Fecho suavemente a porta deste mês que termina... Janeiro é o mês em branco em que acreditamos que tudo é possível... Mas foi o mês que me arrancou as palavras, me silenciou e me roubou a luz. Janeiro atirou-me para dentro de mim, da minha solidão, foi em janeiro que baixei a guarda e pesei abandonar a escrita para sempre. Porque às vezes não temos forças... E sentimos medo... Muito medo.
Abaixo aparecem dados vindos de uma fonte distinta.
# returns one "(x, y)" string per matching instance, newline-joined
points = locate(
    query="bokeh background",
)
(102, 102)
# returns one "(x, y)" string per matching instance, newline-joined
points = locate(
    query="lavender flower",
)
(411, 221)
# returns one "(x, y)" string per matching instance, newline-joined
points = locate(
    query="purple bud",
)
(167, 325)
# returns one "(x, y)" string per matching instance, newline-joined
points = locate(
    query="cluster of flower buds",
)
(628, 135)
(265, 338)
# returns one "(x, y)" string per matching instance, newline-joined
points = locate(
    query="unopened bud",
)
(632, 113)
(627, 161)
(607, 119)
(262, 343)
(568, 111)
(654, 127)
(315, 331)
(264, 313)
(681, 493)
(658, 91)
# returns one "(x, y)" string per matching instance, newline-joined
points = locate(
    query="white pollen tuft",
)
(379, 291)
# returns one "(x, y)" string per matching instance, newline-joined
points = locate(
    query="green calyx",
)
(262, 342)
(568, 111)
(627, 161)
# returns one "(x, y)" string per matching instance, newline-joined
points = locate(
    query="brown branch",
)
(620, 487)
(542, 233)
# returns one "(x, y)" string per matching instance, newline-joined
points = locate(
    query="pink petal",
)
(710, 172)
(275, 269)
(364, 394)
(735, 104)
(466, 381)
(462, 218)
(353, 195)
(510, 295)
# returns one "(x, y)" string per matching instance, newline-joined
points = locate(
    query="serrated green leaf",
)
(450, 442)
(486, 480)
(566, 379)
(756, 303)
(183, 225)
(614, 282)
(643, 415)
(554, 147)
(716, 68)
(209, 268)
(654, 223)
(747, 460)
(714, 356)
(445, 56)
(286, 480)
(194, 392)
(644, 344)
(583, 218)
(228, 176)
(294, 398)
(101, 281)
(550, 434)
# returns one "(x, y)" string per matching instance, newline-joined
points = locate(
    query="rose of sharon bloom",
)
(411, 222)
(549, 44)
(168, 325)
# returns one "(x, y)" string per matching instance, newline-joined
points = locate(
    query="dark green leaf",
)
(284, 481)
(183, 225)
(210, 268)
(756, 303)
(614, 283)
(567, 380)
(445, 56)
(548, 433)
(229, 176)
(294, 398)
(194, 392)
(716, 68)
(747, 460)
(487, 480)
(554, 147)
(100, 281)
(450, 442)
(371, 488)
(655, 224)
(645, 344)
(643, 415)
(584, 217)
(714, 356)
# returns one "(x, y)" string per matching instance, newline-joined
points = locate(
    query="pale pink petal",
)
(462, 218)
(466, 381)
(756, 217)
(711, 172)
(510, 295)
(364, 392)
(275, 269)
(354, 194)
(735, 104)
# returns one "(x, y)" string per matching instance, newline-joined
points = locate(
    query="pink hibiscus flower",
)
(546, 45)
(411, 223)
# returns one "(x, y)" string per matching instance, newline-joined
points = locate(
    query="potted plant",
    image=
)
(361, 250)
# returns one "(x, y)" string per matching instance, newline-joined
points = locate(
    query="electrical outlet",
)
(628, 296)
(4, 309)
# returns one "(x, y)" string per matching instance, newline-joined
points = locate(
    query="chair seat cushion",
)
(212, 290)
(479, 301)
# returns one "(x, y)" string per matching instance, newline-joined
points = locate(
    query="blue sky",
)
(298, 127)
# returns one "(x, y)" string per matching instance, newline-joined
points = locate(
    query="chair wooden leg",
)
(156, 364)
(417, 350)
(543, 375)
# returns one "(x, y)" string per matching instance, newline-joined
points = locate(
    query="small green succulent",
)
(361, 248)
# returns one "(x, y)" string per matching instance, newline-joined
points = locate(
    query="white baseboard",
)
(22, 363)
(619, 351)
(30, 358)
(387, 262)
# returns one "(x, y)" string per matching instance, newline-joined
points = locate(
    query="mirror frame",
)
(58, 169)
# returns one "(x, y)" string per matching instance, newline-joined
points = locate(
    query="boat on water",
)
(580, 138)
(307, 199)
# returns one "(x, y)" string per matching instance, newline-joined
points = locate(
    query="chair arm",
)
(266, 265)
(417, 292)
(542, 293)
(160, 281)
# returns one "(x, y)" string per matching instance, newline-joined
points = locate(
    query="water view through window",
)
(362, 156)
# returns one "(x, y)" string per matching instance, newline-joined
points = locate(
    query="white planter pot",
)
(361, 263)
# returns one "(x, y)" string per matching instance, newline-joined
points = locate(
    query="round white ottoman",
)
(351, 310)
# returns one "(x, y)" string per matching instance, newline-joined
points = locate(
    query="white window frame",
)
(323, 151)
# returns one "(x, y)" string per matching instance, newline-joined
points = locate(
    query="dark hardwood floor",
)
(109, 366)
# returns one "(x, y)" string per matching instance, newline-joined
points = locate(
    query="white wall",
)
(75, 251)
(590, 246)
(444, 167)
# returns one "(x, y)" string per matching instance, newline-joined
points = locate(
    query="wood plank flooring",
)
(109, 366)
Mas isto da escrita é como um vício, uma dependência agridoce difícil de abandonar, as palavras assaltam-me de sopetão, montam-me uma cilada e sufocam-me até que as liberte das grades que existem algures, cá dentro... Elas ganham, e eu rendo-me sempre.
Em janeiro percebi que está tão longe o meu sonho azul de comprar um moinho, não um moinho qualquer, é aquele moinho velho que se ergue sobre as dunas claras à saída da curva apertada de uma solitária estrada de paralelos... De lá de cima vê-se o mar e ao entardecer o sol aninha-se meigamente para morrer nos céus incendiados... O mundo é um lugar mais belo visto das janelas do meu moinho de pedra...
Neste longo janeiro, rezei para que um cirurgião fosse guiado pela mão de Deus e pusesse novo o coração dentro do peito de uma pessoa que amo muito... Ela sobreviveu. Eu também. Só por isso, janeiro valeu a pena.
Faço as pazes com os dias... Impossível não ver a luz inesquecível que brilha no fundo deste janeiro que termina.